Do not re-invent the wheel - use a Perl module
Archive - Originally posted on "The Horse's Mouth" - 2009-06-11 18:44:13 - Graham Ellis"If you think 'surely someone has done this before', you're probably right ... and in Perl, you'll find the resource you need available as a module on your system, or if it's not quite to common, on the CPAN". I was reminded of this advise today, when I got involved with web site checking ... and rather than writing my own robotic browser in Perl, I used the LWP module ("Library for Web Processes" in case you wondered!)
What can I do with LWP? Well - I have several new examples to show you.
Reporting all the internal and external links from a page - this uses LWP::Simple, standard on my Perl and easy to use
A short example that grabs a page and echos its content and status, using a minimal series of calls to the more complete LWP module
A script that grabs a web page, then checks all the links from it - a prototype example which needs some more work, but it's already found a broken link to an external site from one of our pages - and such things are very time-consuming to monitor by hand!

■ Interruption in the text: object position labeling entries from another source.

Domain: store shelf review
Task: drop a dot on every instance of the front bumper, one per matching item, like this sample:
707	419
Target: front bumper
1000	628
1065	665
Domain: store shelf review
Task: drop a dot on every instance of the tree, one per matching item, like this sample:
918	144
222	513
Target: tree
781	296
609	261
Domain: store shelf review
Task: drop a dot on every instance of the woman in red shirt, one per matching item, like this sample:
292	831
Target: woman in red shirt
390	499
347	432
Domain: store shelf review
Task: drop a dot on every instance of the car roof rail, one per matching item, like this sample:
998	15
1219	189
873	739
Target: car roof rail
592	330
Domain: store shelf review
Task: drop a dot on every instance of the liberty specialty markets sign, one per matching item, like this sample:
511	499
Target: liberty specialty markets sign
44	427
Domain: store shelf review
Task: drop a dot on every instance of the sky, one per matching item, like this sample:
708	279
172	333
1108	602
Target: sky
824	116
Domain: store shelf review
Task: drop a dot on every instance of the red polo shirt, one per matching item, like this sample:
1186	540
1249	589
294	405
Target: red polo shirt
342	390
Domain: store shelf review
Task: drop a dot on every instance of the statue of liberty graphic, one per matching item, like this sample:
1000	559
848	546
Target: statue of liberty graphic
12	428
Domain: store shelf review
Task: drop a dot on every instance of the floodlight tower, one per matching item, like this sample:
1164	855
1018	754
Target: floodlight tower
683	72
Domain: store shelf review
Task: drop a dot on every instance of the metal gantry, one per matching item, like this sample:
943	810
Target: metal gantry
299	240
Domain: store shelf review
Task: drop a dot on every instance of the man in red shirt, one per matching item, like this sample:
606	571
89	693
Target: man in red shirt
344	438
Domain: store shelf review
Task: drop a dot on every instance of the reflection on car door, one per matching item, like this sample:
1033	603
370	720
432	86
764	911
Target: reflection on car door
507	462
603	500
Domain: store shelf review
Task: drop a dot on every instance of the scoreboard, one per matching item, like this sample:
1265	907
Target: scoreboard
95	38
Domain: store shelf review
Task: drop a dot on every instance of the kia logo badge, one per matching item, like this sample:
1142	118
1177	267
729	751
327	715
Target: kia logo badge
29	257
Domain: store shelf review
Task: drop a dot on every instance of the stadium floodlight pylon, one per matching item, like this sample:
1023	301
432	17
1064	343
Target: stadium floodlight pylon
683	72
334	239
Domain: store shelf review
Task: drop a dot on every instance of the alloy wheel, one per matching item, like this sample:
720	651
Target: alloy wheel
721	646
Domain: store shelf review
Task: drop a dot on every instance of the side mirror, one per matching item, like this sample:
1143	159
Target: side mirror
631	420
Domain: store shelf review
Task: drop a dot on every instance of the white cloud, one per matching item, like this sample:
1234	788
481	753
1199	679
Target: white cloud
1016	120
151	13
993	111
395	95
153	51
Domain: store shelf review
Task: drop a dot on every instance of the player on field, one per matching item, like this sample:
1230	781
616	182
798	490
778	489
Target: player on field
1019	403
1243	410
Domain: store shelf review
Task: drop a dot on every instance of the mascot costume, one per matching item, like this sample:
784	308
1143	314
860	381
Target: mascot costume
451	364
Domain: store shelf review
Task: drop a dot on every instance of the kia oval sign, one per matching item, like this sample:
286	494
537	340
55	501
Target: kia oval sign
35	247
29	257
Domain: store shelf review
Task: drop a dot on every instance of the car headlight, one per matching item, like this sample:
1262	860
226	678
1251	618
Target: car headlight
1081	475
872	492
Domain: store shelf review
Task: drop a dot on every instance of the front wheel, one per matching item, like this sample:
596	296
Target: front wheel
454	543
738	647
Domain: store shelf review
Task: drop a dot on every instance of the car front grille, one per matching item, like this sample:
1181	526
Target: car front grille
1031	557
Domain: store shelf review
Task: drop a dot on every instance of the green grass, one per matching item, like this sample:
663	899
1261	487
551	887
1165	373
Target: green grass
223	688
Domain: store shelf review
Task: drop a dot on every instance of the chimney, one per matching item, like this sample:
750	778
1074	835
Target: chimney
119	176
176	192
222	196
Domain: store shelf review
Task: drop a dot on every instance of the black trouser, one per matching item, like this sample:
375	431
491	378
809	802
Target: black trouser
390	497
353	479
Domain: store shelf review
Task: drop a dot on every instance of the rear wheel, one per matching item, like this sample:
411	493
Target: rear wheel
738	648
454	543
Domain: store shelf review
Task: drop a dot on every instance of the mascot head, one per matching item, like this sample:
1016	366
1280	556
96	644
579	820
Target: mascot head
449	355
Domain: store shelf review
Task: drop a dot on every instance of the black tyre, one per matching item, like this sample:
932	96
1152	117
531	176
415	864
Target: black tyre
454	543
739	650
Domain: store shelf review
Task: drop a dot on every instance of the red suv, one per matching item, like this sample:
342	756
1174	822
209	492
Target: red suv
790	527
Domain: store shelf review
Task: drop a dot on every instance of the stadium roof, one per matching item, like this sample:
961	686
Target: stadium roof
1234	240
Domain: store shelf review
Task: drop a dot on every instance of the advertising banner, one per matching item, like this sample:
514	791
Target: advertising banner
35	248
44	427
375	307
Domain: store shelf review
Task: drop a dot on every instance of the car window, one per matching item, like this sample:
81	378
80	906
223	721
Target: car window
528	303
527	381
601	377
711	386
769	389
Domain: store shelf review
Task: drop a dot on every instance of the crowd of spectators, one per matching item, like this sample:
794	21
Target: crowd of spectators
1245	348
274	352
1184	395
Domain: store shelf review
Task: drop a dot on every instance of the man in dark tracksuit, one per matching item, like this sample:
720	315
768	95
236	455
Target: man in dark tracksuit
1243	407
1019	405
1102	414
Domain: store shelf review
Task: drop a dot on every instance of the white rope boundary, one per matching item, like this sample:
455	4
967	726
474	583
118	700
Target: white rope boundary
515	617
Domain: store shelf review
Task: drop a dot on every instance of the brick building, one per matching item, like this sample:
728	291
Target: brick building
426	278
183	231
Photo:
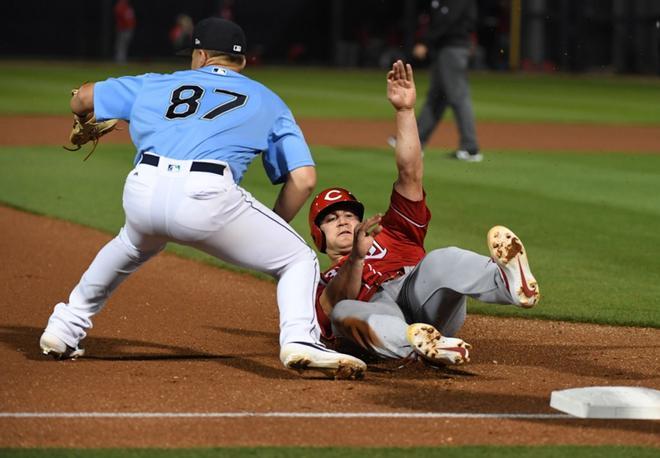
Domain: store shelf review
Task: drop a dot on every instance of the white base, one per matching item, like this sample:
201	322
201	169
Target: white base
608	402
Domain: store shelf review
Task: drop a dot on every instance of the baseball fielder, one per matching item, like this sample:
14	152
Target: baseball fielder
196	131
383	291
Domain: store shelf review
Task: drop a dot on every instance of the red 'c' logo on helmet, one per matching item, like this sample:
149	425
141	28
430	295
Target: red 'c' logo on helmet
333	194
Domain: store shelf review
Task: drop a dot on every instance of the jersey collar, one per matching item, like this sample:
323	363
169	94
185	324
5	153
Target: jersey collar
219	70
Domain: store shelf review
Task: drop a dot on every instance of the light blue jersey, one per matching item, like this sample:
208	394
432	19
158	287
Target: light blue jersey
208	113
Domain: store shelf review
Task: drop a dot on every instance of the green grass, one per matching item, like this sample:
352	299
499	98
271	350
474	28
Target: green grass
43	88
323	452
590	222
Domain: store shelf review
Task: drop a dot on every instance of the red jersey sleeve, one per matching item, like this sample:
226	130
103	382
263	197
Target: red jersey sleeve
321	317
407	217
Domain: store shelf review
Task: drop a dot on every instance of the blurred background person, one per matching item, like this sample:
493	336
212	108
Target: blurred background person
448	42
181	32
124	28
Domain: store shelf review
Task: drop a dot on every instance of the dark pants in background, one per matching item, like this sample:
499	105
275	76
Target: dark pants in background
449	86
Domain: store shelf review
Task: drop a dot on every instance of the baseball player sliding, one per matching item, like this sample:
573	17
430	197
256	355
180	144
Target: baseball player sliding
383	291
196	132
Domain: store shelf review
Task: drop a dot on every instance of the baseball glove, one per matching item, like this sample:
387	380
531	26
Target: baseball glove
88	130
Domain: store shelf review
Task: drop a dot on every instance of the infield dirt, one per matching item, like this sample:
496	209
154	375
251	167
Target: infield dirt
180	336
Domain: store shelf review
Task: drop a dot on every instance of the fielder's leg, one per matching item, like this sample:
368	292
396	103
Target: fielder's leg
69	322
253	236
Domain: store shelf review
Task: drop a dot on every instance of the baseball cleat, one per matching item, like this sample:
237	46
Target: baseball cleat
508	252
303	356
52	345
432	346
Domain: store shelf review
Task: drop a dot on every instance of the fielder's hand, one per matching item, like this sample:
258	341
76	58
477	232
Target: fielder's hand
87	129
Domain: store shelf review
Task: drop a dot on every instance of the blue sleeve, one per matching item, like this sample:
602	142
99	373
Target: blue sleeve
114	97
287	149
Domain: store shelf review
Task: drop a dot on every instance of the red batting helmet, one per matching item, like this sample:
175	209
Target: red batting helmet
324	203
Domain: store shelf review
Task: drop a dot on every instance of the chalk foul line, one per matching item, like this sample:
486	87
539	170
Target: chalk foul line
422	415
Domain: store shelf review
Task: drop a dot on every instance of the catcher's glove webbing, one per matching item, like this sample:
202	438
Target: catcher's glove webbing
86	130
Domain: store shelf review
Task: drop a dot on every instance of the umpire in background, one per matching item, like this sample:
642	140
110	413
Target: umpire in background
448	43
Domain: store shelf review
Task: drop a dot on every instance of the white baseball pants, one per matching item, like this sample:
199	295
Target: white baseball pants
168	202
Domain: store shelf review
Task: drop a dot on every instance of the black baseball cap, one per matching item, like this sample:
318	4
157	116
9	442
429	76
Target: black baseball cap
216	34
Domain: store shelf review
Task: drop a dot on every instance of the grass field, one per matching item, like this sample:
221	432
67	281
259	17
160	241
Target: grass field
588	221
591	222
299	452
43	88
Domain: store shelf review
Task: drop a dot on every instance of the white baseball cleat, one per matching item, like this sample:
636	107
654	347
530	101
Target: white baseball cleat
508	252
54	346
304	356
434	347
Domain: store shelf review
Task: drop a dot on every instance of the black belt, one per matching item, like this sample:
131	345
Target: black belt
196	166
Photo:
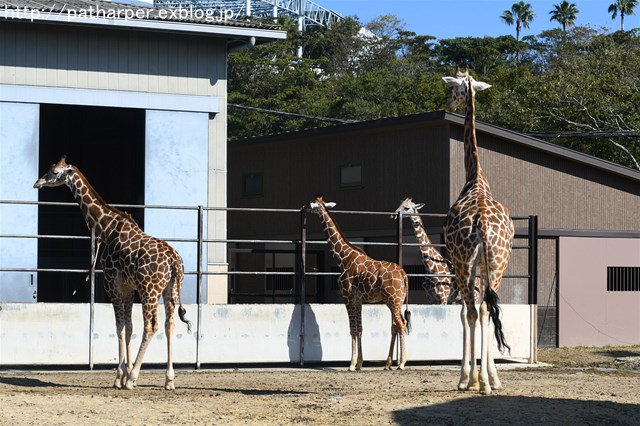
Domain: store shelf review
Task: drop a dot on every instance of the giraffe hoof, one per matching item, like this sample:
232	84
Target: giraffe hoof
486	390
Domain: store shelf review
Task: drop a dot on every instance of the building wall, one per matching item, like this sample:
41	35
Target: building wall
589	314
133	69
562	193
92	58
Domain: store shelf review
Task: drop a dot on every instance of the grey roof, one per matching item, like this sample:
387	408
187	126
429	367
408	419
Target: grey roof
116	14
457	119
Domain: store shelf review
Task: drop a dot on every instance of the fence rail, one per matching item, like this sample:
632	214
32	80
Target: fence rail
299	271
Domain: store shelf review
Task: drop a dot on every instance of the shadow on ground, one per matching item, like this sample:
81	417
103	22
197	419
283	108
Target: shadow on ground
520	410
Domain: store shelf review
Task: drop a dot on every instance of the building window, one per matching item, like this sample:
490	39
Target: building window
351	175
252	185
623	278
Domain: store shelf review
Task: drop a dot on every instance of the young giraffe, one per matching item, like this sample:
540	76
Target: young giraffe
364	279
443	288
132	261
478	232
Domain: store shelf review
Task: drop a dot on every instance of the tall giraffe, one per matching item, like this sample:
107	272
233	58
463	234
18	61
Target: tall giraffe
443	287
131	261
364	279
478	232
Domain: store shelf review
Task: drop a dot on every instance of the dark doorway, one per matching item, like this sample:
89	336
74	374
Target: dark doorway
107	145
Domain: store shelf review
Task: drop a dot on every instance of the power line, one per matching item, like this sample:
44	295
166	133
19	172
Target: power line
292	114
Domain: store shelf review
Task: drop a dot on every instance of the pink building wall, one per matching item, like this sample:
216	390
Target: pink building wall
589	315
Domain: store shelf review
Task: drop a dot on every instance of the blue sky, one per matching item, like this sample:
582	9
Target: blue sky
474	18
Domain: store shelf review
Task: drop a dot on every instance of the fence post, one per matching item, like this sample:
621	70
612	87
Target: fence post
92	297
533	260
199	281
400	239
302	266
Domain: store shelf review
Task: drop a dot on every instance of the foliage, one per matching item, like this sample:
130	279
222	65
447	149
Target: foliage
573	80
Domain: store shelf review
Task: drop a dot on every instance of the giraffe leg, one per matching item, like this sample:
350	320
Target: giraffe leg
494	381
169	307
485	387
120	333
394	333
355	324
128	324
150	314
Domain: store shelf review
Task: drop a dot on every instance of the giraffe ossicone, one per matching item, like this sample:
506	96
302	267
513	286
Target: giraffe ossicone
131	261
470	220
442	288
366	280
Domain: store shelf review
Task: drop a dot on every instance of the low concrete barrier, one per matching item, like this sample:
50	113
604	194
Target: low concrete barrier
59	334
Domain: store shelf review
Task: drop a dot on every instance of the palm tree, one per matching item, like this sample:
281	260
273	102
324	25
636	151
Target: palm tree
521	13
565	13
624	7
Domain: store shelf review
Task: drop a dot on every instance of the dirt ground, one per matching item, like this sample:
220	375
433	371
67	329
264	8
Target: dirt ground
579	386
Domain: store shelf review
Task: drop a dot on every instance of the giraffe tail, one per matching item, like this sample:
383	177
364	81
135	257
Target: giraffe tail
490	296
407	313
182	312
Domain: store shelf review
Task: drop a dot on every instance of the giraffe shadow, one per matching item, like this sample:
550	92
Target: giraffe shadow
521	410
312	339
28	382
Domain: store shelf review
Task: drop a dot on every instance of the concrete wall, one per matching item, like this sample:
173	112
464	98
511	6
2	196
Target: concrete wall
589	315
19	125
58	334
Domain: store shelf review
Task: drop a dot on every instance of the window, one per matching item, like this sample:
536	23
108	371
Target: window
350	175
252	185
623	278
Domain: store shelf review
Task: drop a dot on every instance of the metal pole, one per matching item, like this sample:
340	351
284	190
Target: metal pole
533	260
400	238
199	281
92	297
302	265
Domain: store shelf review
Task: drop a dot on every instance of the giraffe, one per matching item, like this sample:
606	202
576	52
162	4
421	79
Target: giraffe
131	261
443	288
364	279
478	232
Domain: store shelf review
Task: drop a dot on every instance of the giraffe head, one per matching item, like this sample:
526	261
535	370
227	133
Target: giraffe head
318	202
408	208
460	87
56	175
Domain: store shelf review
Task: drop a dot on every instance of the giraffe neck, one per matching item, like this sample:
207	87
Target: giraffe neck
100	217
471	158
338	244
432	259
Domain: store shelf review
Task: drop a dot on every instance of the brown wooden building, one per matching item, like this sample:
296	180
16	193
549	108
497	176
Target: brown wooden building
373	165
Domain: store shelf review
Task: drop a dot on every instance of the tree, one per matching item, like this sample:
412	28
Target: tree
624	7
521	13
565	13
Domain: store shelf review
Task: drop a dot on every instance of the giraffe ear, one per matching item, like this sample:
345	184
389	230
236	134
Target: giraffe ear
480	85
452	81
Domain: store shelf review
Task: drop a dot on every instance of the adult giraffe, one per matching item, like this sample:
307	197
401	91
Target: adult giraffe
478	232
364	279
131	261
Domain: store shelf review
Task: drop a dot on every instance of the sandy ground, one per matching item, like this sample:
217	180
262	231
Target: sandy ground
579	387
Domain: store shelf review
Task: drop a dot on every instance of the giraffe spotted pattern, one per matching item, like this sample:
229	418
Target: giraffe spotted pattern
442	288
478	233
132	262
366	280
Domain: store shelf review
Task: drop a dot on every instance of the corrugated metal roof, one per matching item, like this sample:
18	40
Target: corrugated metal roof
451	118
72	10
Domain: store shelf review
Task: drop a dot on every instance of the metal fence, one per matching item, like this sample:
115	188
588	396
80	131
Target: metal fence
300	272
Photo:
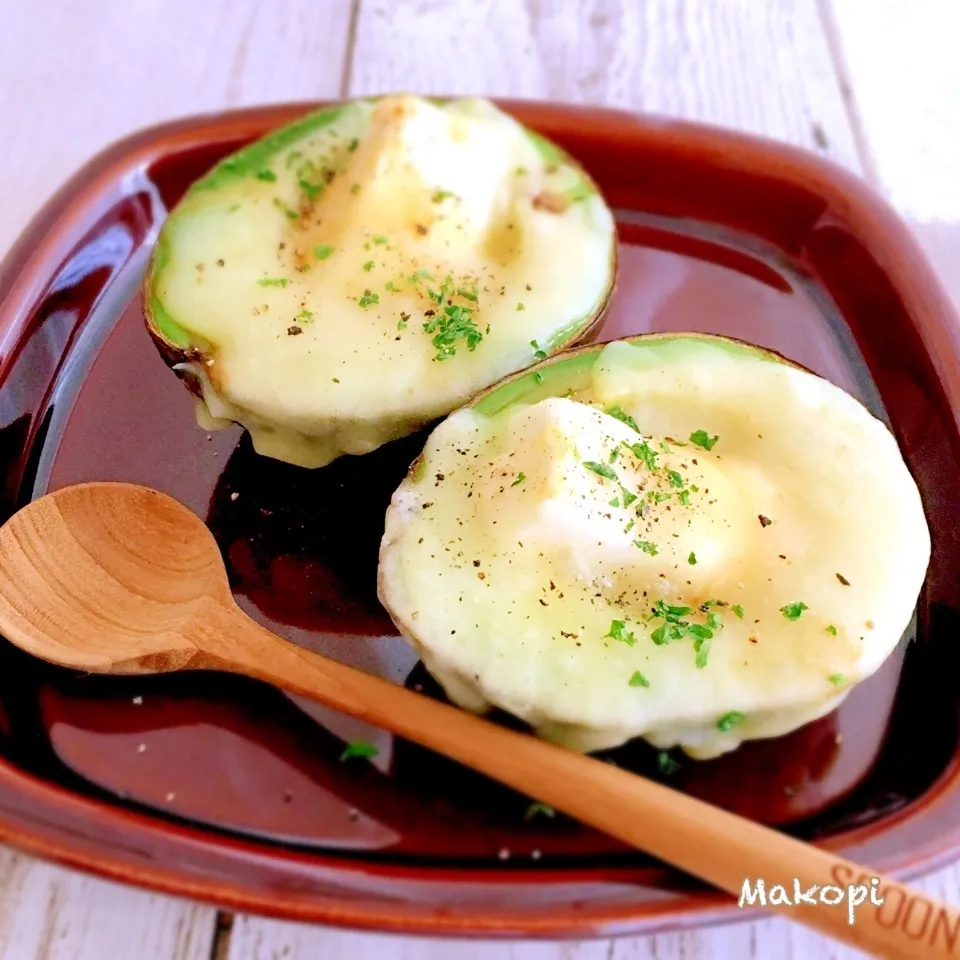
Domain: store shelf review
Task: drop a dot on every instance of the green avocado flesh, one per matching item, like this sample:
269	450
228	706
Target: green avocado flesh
676	537
372	267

Here's an example of the sort of outputs you can get from that last program:
Dorothy-2:perl grahamellis$ perl goodlinks http://www.wellhousemanor.co.uk/
Status from http://www.wellhousemanor.co.uk/whm.css is 200
Status from https://lightning.he.net/~wellho/hotel/reservation.php is 500
Status from http://www.wellhousemanor.co.uk/rooms.html is 200
Status from http://www.wellho.net/happens/rooms.php is 200
Status from http://www.wellhousemanor.co.uk/amenities.html is 200
Status from http://www.wellhousemanor.co.uk/events.html is 200
Status from http://www.wellhousemanor.co.uk/contact.html is 200
Status from http://www.westwiltshire.gov.uk/index/env/env-health-service
/food-hygiene/scores-on-doors.htm is 404
Status from http://www.wellho.net is 200
Status from http://www.wiltshirebusinessoftheyear.co.uk/ is 200
Status from http://www.aguafabrics.com/default.asp is 200
Status from http://www.hoteldesigns.net/industrynews/news_2745.html is 200
Status from http://www.macformat.co.uk is 200
Status from http://www.wellhousemanor.co.uk/art.html is 200
Status from http://www.tripadvisor.co.uk/ is 200
Status from http://www.tripadvisor.co.uk/Hotel_Review-g528775-d645951-
Reviews-Well_House_Manor-Melksham_Wiltshire_England.html is 200
Status from http://www.freeindex.co.uk/profile(Well-House-Consultants-Ltd)
_44477.htm is 200
Status from http://validator.w3.org/check is 200
Dorothy-2:perl grahamellis$